PARA GRAN BRETAÑA, EL BARCO MALVINENSE PESCABA LEGALMENTE
El gobierno del Reino Unido considera que el barco con bandera de las islas Malvinas capturado el lunes por la Prefectura navegaba fuera de la zona exclusiva de la Argentina, según indicaron voceros de la embajada británica en Buenos Aires.
Esa posición se sostiene en los reportes del capitán del buque, un español llamado Jaime Cortizo, que cuestionó los métodos usados por los prefectos argentinos para determinar la posición donde se encontraba en el momento del incidente.
Las fuentes diplomáticas británicas explicaron que el gobierno de ese país entiende que el pesquero John Cheek “se encontraba en aguas internacionales” cuando la Prefectura lo interceptó.
El barco está desde anteayer en Comodoro Rivadavia, donde se sustenta una investigación administrativa que -se supone- derivará en una multa y en el decomiso de la carga, unas 100 toneladas de calamar y merluza.
La Prefectura anunció que el John Cheek fue interceptado 198 millas al sudeste de Comodoro Rivadavia, más de una milla dentro del área económica exclusiva del país. La Cancillería anticipó que presentará un reclamo a Gran Bretaña cuando se complete el sumario administrativo.
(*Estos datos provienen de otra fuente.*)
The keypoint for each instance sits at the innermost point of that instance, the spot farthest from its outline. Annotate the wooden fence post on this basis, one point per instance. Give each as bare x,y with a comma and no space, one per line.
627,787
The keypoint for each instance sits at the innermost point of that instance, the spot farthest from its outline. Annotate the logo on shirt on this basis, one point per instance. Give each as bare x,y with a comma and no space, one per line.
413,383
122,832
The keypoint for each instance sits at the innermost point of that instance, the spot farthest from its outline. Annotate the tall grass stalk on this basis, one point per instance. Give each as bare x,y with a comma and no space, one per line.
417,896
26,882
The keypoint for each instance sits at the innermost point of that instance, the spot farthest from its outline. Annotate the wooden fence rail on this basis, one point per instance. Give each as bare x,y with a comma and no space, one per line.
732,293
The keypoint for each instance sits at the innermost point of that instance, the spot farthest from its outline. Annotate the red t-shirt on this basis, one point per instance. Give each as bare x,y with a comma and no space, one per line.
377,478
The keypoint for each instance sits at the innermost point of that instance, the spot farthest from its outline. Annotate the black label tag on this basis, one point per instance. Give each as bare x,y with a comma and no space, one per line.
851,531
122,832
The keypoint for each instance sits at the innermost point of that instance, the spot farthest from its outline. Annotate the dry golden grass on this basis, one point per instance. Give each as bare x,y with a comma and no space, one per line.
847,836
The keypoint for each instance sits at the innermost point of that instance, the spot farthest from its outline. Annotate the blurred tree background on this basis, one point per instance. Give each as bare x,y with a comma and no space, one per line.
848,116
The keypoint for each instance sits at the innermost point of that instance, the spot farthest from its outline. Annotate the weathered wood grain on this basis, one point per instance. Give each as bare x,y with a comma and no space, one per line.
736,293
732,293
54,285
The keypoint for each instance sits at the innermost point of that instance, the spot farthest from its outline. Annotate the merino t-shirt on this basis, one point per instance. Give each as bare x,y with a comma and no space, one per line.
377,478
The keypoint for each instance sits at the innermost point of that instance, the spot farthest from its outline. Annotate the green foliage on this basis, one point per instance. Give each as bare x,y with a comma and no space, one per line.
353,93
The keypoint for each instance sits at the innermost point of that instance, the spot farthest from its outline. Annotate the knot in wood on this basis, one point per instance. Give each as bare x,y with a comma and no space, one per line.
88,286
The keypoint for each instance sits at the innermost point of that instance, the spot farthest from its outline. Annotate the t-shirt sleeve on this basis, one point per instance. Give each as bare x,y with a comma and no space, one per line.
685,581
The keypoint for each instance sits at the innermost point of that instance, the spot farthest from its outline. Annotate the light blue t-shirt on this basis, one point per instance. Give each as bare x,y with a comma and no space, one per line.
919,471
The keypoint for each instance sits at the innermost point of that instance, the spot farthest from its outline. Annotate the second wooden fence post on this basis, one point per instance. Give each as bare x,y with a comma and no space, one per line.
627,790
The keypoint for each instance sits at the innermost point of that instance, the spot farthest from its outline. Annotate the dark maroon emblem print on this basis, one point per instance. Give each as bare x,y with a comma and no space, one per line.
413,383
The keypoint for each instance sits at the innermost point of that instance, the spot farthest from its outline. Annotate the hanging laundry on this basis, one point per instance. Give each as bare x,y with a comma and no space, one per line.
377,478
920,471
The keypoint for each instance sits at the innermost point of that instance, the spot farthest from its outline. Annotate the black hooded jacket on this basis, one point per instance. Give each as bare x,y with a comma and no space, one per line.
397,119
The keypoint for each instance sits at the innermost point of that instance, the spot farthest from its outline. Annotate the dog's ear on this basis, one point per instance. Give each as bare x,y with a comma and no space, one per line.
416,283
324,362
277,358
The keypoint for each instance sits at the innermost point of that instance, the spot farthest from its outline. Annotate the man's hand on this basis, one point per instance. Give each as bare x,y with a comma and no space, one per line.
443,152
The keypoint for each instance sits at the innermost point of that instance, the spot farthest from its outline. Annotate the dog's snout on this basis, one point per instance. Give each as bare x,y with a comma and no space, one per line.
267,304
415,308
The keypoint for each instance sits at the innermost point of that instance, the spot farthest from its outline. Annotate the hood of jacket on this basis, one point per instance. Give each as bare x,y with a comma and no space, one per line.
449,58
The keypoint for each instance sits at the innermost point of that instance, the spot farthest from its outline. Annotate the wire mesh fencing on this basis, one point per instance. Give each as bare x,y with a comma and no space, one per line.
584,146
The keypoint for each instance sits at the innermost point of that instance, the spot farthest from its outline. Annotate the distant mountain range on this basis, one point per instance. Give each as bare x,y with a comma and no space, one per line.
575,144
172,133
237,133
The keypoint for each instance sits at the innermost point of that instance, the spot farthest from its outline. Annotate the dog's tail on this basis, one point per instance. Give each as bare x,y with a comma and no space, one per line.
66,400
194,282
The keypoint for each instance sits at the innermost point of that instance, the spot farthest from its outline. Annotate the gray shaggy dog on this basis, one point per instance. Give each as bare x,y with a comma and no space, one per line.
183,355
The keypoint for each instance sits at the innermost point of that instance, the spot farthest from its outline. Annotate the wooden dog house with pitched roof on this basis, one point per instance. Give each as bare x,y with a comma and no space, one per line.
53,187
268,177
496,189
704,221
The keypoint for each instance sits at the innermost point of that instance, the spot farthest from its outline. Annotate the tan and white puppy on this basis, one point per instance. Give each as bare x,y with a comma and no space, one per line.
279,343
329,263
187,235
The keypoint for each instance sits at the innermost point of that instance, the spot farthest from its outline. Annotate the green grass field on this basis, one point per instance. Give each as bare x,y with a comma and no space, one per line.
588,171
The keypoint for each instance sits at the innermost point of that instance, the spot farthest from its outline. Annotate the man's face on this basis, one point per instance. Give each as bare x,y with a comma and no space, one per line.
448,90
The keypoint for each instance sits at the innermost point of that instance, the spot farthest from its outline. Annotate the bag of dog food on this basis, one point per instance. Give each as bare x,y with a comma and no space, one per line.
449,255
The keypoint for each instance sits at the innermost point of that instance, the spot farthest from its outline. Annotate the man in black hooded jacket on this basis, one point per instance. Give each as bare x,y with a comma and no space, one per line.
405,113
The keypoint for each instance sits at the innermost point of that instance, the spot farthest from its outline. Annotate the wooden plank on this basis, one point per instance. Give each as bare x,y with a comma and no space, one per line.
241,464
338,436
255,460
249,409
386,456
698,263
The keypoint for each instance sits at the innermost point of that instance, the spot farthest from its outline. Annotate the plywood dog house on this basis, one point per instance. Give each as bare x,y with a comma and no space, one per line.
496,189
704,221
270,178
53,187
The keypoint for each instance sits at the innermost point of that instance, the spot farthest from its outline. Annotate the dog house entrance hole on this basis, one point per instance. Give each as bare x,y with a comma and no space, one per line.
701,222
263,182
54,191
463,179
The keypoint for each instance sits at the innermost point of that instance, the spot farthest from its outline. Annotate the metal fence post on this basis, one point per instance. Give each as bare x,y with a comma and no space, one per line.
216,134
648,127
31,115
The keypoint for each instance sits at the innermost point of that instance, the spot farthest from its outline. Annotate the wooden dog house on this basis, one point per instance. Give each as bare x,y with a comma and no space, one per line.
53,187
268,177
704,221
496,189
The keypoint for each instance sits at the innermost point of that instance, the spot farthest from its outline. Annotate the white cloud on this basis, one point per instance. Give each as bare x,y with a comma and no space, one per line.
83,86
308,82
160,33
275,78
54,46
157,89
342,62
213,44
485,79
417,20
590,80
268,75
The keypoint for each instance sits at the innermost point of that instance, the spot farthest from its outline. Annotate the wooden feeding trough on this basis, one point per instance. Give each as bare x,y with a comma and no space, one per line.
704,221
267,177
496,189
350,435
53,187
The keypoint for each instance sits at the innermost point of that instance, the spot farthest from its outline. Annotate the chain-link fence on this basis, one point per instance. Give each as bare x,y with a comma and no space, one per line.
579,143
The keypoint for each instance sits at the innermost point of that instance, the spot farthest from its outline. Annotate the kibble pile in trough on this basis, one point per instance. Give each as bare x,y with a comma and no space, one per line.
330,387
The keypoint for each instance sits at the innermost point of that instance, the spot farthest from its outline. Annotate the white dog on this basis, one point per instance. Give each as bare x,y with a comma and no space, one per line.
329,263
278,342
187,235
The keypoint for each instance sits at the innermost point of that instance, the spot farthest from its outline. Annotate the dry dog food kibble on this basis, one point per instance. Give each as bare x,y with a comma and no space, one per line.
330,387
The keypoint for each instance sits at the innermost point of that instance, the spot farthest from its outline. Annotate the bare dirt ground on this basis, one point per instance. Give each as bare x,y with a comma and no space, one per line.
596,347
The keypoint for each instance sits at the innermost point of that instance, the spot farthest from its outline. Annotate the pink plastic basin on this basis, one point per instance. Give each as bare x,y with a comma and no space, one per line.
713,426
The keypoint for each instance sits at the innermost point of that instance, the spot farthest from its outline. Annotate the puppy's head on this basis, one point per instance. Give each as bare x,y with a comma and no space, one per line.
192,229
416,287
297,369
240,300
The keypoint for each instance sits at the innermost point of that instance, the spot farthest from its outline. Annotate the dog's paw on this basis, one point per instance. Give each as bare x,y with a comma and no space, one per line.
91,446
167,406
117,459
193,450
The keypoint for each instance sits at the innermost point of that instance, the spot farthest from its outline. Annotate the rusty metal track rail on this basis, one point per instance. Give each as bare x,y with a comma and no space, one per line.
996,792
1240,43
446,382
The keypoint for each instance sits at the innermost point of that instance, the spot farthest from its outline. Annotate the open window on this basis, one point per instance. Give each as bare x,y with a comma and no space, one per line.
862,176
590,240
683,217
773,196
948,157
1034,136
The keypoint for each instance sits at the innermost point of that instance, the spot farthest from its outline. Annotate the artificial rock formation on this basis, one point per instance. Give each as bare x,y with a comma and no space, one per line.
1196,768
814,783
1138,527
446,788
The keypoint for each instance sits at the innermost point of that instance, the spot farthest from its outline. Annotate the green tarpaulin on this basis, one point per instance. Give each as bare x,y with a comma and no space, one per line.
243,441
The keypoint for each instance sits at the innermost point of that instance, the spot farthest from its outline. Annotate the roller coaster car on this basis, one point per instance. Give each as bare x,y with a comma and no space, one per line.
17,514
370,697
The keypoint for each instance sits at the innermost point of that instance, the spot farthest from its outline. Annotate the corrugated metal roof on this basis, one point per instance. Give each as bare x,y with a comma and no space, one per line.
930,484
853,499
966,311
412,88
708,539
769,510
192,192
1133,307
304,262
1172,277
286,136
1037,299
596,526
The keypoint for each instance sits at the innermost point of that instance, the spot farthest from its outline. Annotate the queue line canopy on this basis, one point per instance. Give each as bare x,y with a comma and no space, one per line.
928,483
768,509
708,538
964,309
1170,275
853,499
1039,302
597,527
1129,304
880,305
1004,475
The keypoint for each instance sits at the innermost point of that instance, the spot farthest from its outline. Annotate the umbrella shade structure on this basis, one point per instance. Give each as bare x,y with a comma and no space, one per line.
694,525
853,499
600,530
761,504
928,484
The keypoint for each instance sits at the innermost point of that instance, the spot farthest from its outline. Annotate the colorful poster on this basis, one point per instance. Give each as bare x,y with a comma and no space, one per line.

Hasta el momento no hubo contactos diplomáticos oficiales por el tema.
Fuentes de la Prefectura rechazaron las quejas: dicen que la posición del pesquero fue determinada a partir de un seguimiento con equipos satelitales. Está grabada la respuesta del capitán Cortizo cuando se le solicitó que indicara su posición: el punto exacto en el que se encontraba está dentro del área de exclusión, aseguran autoridades de la fuerza.
Pero desde que llegó a puerto, Cortizo se encargó de denunciar que la captura había sido ilegítima.
“Nunca hemos estado en aguas argentinas. Sería un suicidio profesional incumplir con lo que nos manda el gobierno británico, que sigue permanentemente nuestra posición, de pescar en aguas internacionales”, dijo Cortizo a la agencia española EFE.
En su relato añadió que cuando los prefectos argentinos subieron al buque comprobaron con los equipos del John Cheek “que todo indicaba” que navegaba en aguas internacionales.
“Equipos obsoletos”
“Nos han traído hasta Comodoro Rivadavia no sé por qué. Seguramente se debe a un error o bien porque los equipos de la Prefectura son obsoletos o por cualquier otra mala interpretación de la información [de la posición del barco]”, dijo el capitán.
El John Cheek está registrado en la capital de las islas y pertenece al holding malvinense Fortuna Fishing-Petrel Trawling Limited. También tiene una participación la empresa gallega Pescapuerta, según publicaron diversos medios españoles.
Las quejas de Cortizo llegaron a las Malvinas y también a España. El presidente de la Asociación Española Náutico-Pesquera, José Manuel Muñiz, calificó la captura del buque como un hecho “fuera de la legalidad, casi un secuestro”.
Tras hablar con el capitán, relató que durante el abordaje de la Prefectura se comprobó dos veces con el instrumental del barco que el John Cheek navegaba en aguas internacionales.